そして、私のその油断を感じ取ったのか、五条さんはどさりと倒れこむように、ダブルベッドに私を巻き込んで一緒に横になったのだった。
いつも気がつけば五条さんのペースに巻き込まれて、自由に操られている自分を自覚しながらも、最後には疲れ果てて、なすがままになっている。先ほどよりも近くに感じられる眠気に意識を持っていかれそうになりながら、明日こそはと思う。五条さんの大きな体に比例して感じられる広い熱の範囲が心地よく、ついに意識が真っ暗になる。
***
だんだんと眠気が覚めてきた私は、よし、と心の中で力強く頷く。
昨日はあれから本当にしっかり睡眠をとったらしい。五条さんは今も寝ているし、なにより、ダブルベッドでの寝ている場所だ。五条さんがベッドのど真ん中に陣取っているのに対し、私はベッドの淵ギリギリにかろうじて落ちないように陣取っている。こんな状態で、愛だの恋だの言われなくないものだ。私は苦々しげに五条さんの眠り顔を見つめる。――本当にずっと寝ていれば善良なのに。
音を立てないよう注意して、ベッドの淵から転げ落ちるように地面に着地する。そして、ドアまで四つん這いになりながら移動しつつ、今後の展開を考える。簡単な準備をして、五条さんを起こす。朝ごはんでも用意して送り出せば、存外、簡単に部屋から出ていてくれるかもしれない。最終的には、任務が入っていると言えば出ていくだろう、とそこまで考えた時だった。
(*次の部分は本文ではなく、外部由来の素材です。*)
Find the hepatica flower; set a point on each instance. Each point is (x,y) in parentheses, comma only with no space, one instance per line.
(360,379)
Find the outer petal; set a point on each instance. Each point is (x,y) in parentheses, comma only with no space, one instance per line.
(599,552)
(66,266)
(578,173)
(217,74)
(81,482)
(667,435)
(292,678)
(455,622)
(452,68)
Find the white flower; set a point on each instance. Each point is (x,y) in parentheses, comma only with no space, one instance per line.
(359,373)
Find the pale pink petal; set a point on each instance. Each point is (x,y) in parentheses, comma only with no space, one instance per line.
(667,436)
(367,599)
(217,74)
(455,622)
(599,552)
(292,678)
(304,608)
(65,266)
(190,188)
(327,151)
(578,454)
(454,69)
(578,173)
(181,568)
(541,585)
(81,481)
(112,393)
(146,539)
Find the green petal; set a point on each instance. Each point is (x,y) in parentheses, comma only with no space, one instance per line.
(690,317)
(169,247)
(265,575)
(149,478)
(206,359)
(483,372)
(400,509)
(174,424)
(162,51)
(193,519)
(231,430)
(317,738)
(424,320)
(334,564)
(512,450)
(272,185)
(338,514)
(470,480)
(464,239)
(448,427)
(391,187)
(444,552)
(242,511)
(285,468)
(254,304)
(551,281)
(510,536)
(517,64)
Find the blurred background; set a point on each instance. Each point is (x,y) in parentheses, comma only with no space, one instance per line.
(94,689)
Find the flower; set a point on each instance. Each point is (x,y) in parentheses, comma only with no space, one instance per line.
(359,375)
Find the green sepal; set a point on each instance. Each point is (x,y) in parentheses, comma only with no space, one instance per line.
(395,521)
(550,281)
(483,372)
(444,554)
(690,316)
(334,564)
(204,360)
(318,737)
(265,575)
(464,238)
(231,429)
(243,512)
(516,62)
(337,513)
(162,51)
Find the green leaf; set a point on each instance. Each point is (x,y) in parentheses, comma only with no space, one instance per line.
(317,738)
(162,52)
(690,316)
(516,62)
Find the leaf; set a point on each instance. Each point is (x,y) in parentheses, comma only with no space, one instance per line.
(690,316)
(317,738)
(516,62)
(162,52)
四つん這いの自分に重なるように、五条さんが覆いかぶさってくる感覚が襲う。背中に感じる五条さんの熱。さらには、耳元に「逃げられるとでも思った?」と朝独特の掠れを含んだ色気のある声が響く。一瞬の沈黙の後、「ひっ」と息を呑む。
「に、逃げてません!」
「はい残念、昨日は終わっちゃったからね」
「えっ?」
「なんもしない宣言終了ってことで」
そんなことある?と思っていると、五条さんの手がお腹をそっと抱くように撫でた。
その感触に、胸から込み上げてくる羞恥心からなのか忌避感からなのか、ぎゃあと叫んだ私は、続けて大きな声で「セクハラーーーーーーーーーーーーーっ」と部屋中に響き渡る声で叫んでいた。
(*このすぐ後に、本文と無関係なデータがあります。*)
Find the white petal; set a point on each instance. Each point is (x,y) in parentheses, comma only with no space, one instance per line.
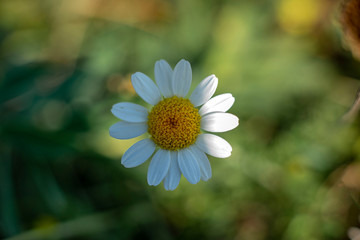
(204,91)
(189,166)
(138,153)
(163,75)
(159,167)
(220,103)
(219,122)
(146,88)
(172,179)
(213,145)
(130,112)
(127,130)
(181,79)
(203,161)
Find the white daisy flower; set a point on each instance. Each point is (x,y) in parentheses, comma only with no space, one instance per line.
(176,143)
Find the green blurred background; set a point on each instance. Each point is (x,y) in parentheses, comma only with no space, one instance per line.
(294,173)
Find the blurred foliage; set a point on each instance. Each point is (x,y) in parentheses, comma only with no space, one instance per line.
(294,173)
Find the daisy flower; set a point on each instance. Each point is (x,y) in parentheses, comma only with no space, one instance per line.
(174,125)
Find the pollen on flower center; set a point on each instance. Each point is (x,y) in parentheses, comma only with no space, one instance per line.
(174,123)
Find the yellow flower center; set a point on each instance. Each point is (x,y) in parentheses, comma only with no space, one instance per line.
(174,123)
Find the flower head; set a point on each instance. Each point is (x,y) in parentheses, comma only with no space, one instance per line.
(174,125)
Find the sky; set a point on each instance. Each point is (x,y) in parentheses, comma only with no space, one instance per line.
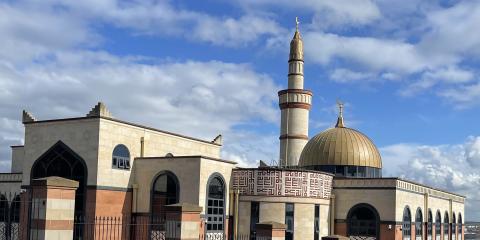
(406,70)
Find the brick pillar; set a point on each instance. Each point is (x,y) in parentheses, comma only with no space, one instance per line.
(182,221)
(52,208)
(271,230)
(335,237)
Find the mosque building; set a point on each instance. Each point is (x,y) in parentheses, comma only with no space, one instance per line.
(330,184)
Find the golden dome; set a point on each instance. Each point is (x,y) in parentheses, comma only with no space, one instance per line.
(340,146)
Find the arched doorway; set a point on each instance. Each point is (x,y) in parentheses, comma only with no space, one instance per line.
(407,224)
(438,224)
(62,161)
(165,191)
(215,211)
(453,233)
(419,224)
(429,225)
(363,222)
(446,225)
(460,227)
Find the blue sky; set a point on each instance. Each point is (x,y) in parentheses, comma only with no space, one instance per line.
(407,71)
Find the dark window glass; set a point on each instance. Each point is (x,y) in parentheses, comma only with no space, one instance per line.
(407,224)
(215,205)
(121,157)
(429,224)
(438,223)
(351,171)
(446,226)
(316,230)
(164,192)
(254,219)
(362,172)
(289,220)
(419,224)
(340,171)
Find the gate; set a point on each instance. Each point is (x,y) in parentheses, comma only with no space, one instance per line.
(9,216)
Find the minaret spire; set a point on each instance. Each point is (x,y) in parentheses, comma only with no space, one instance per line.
(340,122)
(295,103)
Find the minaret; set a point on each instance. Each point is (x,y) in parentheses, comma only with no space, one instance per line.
(295,103)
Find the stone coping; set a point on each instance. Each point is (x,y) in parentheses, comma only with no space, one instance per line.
(123,122)
(188,156)
(55,182)
(184,207)
(272,225)
(353,182)
(335,237)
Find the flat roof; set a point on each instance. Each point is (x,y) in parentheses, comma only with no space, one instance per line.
(187,156)
(400,179)
(124,122)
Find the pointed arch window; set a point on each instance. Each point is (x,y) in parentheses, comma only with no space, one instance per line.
(446,226)
(453,233)
(438,224)
(407,224)
(429,225)
(418,224)
(460,227)
(121,157)
(215,205)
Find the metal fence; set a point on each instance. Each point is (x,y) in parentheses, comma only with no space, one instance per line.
(10,216)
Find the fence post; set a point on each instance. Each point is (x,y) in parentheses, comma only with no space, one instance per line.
(182,221)
(52,209)
(270,230)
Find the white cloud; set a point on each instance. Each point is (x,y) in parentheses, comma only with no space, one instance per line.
(369,53)
(452,167)
(326,13)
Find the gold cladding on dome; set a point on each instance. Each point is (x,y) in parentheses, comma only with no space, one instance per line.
(340,146)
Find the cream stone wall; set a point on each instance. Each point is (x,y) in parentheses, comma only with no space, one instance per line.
(80,135)
(325,220)
(382,199)
(192,174)
(185,169)
(18,154)
(209,168)
(272,212)
(10,184)
(244,210)
(304,216)
(273,209)
(156,144)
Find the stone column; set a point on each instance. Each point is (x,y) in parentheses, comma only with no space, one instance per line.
(270,230)
(52,208)
(335,237)
(182,221)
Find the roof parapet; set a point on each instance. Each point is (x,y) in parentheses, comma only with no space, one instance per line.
(27,117)
(100,110)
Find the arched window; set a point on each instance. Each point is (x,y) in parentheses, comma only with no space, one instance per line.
(121,157)
(429,225)
(446,226)
(165,191)
(419,224)
(453,233)
(407,224)
(363,222)
(438,224)
(460,227)
(215,205)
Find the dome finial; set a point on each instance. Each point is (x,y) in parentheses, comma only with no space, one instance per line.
(296,23)
(340,122)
結果、この叫びは功を奏し、耳を塞いだ五条さんが「うるさ」と呆れたようにこちらを見ている隙に、距離を保つのに成功したのであった。
「そんなに嫌がらなくても」
「朝ですよ? け、健全にいきましょうよ」
「あはは、なにビビってんの」
「五条さんが変なことするからでしょう」
「そのうち変なことじゃなくなるかも」
「なくなりません」
「いつバランスが崩れるか楽しみだなあ」
朝から、その美しいかんばせに、悪戯めいたたくらみを秘めた微笑みを浮かべる五条さんに先が思いやられて、また眩暈に襲われるのであった。